Contro la privatizzazione della sanità greca il regime risponde con i metodi sbrigativi del ministro Georgiatis
Manganellate e lancio di gas lacrimogeni. Così la polizia antisommossa greca ha risposto alle proteste dei medici ospedalieri di Atene in seguito alle manifestazioni contro la privatizzazione della sanità ellenica. La proposta europea di convertire il sistema sanitario greco in una veste più americana è stata accolta con entusiasmo dal ministro dello Sviluppo e degli Investimenti Adonis Georgiadis, il quale ai microfoni del Forum di Capital Link “Invest in Greece” di New York ha espressamente dichiarato: “L’unica domanda che ci poniamo è perché non lo facciamo più velocemente? Perché siamo così in ritardo? Perché non stiamo vendendo di più e non stiamo privatizzando tutto? Il nostro appetito è così grande, che ogni mese che passa si ingrandisce.”
Le parole del ministro Georgiadis non lasciano molto spazio ad interpretazioni. Nella Grecia governativa sembra ormai accettata completamente la linea europea per la quale l’uscita dalla crisi economica è vincolata alla distruzione del welfare.
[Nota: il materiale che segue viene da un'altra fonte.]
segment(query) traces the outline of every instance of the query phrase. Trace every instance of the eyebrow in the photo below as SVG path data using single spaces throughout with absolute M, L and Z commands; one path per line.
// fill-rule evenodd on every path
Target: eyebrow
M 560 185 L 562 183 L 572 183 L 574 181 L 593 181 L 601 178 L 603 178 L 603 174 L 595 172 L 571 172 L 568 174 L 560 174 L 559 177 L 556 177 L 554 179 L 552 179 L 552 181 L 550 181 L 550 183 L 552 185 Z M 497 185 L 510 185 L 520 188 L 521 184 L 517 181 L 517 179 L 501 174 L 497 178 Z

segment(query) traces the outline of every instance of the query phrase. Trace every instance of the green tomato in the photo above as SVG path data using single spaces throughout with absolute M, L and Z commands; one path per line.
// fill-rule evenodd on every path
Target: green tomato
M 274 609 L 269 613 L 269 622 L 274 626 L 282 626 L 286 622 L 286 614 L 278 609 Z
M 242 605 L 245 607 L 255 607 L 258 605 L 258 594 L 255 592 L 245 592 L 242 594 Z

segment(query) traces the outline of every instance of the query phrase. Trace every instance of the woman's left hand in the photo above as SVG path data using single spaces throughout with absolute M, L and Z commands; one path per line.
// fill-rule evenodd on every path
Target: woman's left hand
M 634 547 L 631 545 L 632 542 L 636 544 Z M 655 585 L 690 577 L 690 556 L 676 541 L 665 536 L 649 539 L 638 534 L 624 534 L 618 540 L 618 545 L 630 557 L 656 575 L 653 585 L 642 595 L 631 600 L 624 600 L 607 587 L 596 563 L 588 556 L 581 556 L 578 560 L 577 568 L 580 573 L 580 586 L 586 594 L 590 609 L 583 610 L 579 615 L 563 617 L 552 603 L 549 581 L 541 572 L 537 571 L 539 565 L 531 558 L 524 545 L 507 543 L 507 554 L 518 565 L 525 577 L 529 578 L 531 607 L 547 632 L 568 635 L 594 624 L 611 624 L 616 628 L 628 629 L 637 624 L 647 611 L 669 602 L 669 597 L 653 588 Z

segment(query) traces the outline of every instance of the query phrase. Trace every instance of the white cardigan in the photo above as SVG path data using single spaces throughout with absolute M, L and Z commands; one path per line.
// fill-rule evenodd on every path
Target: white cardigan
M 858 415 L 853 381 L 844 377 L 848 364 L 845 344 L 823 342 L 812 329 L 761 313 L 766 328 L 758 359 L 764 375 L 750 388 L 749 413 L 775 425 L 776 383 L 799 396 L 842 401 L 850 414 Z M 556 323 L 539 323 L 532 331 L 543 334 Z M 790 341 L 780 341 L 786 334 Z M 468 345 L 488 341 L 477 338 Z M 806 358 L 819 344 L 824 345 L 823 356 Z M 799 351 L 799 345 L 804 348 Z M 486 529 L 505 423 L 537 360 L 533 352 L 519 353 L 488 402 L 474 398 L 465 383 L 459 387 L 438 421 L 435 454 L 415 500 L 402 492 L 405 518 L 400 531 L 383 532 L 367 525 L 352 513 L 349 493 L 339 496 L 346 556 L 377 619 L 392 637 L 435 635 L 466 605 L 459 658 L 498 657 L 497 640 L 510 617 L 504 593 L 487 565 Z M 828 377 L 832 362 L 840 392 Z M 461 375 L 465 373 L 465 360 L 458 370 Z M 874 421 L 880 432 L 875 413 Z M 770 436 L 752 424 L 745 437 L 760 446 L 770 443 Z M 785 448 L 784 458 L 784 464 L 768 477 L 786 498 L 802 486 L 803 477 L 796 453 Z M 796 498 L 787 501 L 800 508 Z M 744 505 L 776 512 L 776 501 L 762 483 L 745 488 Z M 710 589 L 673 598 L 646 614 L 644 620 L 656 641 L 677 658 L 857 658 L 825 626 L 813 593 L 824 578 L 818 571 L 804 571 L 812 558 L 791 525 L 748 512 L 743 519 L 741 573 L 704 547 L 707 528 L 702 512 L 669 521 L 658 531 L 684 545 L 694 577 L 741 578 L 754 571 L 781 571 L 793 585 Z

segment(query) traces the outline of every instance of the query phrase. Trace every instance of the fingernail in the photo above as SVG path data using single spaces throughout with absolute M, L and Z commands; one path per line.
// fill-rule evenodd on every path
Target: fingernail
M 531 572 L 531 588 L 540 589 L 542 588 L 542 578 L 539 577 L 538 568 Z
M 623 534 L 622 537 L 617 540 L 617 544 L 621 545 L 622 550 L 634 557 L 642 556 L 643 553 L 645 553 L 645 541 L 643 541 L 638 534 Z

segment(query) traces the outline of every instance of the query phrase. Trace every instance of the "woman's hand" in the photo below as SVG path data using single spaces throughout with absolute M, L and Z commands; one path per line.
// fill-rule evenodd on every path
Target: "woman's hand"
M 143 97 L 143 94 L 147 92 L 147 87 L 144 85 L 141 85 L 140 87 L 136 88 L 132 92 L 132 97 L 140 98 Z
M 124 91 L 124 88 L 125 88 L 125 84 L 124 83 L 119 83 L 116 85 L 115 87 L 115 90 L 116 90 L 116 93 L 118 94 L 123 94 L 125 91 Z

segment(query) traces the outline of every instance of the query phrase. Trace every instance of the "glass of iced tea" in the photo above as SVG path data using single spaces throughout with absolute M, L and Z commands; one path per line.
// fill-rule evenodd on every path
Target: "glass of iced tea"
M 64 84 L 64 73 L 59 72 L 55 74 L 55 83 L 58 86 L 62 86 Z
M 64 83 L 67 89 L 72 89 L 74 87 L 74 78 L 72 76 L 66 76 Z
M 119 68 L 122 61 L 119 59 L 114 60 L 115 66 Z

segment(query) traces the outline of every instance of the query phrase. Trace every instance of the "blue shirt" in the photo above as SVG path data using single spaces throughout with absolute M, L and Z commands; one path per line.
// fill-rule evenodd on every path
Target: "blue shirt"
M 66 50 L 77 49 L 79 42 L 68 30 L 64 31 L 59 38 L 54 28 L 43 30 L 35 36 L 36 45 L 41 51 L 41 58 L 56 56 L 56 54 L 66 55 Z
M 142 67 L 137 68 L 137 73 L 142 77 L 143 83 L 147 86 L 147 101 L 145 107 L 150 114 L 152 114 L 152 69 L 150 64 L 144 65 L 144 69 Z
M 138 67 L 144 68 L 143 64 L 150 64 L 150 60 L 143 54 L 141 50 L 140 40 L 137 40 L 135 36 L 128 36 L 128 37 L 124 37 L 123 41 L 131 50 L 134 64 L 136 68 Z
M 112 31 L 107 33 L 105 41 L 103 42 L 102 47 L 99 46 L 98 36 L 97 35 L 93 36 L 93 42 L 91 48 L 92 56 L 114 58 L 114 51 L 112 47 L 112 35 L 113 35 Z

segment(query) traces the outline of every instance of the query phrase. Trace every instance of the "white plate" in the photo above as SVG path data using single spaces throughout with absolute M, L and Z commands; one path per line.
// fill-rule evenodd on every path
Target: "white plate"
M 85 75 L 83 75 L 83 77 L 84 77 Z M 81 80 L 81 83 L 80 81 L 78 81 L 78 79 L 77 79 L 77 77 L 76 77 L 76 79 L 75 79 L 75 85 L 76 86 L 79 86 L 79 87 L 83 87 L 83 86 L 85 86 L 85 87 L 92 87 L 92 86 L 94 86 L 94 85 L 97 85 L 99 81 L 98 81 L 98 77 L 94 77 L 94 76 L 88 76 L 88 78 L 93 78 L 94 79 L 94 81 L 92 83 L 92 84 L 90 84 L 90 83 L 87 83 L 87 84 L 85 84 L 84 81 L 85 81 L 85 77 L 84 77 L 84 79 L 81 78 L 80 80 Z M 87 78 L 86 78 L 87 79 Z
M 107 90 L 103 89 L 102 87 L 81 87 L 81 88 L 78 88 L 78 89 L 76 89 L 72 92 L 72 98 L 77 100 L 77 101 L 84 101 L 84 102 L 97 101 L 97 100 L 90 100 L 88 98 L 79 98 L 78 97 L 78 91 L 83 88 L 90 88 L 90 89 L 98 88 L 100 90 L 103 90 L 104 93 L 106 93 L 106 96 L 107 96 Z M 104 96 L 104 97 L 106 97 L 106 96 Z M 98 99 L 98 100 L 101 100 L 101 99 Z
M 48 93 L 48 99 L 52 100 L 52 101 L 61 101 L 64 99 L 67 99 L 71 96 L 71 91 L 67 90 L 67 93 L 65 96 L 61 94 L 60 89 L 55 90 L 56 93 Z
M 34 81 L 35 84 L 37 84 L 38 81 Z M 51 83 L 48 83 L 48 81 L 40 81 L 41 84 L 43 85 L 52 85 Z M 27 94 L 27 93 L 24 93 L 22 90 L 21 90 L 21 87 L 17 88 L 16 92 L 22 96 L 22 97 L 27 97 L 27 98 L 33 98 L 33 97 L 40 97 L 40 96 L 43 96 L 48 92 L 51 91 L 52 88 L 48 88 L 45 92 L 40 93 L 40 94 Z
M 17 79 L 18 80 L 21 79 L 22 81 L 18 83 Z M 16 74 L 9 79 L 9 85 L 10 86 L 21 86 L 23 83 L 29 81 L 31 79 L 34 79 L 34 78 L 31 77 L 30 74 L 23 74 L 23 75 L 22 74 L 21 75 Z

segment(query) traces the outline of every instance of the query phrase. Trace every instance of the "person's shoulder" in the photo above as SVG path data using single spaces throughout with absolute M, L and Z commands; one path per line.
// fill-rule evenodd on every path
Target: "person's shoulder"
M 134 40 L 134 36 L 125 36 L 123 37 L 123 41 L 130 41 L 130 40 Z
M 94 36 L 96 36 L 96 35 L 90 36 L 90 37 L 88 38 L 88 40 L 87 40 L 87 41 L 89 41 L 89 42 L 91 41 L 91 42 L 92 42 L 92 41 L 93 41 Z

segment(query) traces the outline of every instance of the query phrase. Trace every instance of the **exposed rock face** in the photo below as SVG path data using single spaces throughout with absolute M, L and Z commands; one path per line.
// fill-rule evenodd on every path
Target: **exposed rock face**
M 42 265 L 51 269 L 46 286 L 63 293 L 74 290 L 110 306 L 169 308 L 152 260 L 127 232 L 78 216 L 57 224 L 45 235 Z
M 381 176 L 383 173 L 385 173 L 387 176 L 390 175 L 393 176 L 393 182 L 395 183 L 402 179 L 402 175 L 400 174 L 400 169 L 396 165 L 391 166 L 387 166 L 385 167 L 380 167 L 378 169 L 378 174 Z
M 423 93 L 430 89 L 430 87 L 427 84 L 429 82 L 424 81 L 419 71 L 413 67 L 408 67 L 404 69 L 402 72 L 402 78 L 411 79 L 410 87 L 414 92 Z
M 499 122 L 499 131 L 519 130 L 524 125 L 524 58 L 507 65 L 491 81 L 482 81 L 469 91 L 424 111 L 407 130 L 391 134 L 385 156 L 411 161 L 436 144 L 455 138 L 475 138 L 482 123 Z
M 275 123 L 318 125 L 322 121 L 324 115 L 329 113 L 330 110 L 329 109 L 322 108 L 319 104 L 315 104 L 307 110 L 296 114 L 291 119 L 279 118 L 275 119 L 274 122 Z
Le misure imposte dalla Troika ad Atene hanno avuto degli effetti impressionanti: se fino al 2008 la spesa nazionale sanitaria si aggirava intorno ai 15 miliardi, oggi non supera i 7/8. Se prima del 2008 la proporzione tra persone assunte a tempo pieno nella sanità che andavano in pensione e nuovi occupati era di 2 a 1, oggi si calcola che per ogni 5 pensionati solo 1 persona viene effettivamente assunta alle medesime condizioni contrattuali.
Il risultato è stato una progressiva erosione dei servizi sanitari, con un conseguenziale sviluppo del privato, che di fatto ha reso la sanità non più un diritto inalienabile del cittadino, ma pura espressione del rango sociale.
La risposta dell’OENGE (Associazione ellenica dei medici ospedalieri) non si è fatta attendere: pochi giorni fa i medici ateniesi hanno cercato di irrompere nella sala Aigli per interrompere l’evento dove la Panhellenic Medical Association (PIS) discorreva in merito alla pianificazione della collaborazione tra il settore privato e quello della sanità pubblica.
“I medici privati lavoreranno negli ospedali pubblici – ha dichiarato il portavoce dell’OENGE spiegando il motivo delle proteste di piazza -, la gestione delle attrezzature tecnico-mediche sarà gestita da società private e lo status degli ospedali pubblici sarà trasformato in quello delle società private”.
Il governo di Kyriakos Mītsotakīs ha prediletto la strada della violenza a quella del dialogo. Alle proteste dei medici ha risposto dispiegando gli agenti antisommossa che davanti all’ostinazione dei camici bianchi hanno replicato con manganellate e lancio di fumogeni.
Appare sempre più chiaro, infine, che gli interessi della BCE non si sposino con gli interessi dei normali cittadini comunitari. La voglia di privatizzare ogni settore strategico dell’economia ha mutato anche l’eticità della stessa classe politica, ormai unicamente concentrata nel concepire lo stato nazionale come una piccola e personale azienda. Per riuscire a massimizzare il profitto, dunque, sono stati necessari tagli verso il campo sanitario e dell’istruzione, con conseguenti ripercussioni nella vita quotidiana della cittadinanza. È forse un caso che proprio in Grecia a distanza di quarant’anni di distanza la difterite sia tornata a colpire mortalmente? Sembrerebbe di no.
Probabilmente è arrivato il momento di mettere in discussione non già soltanto il MES, ma proprio tutto il sistema europeo se vogliamo preservare almeno i minimi diritti del cittadino e del lavoratore, altrimenti di questo passo anche avere la febbre sarà un diritto riservato a pochi.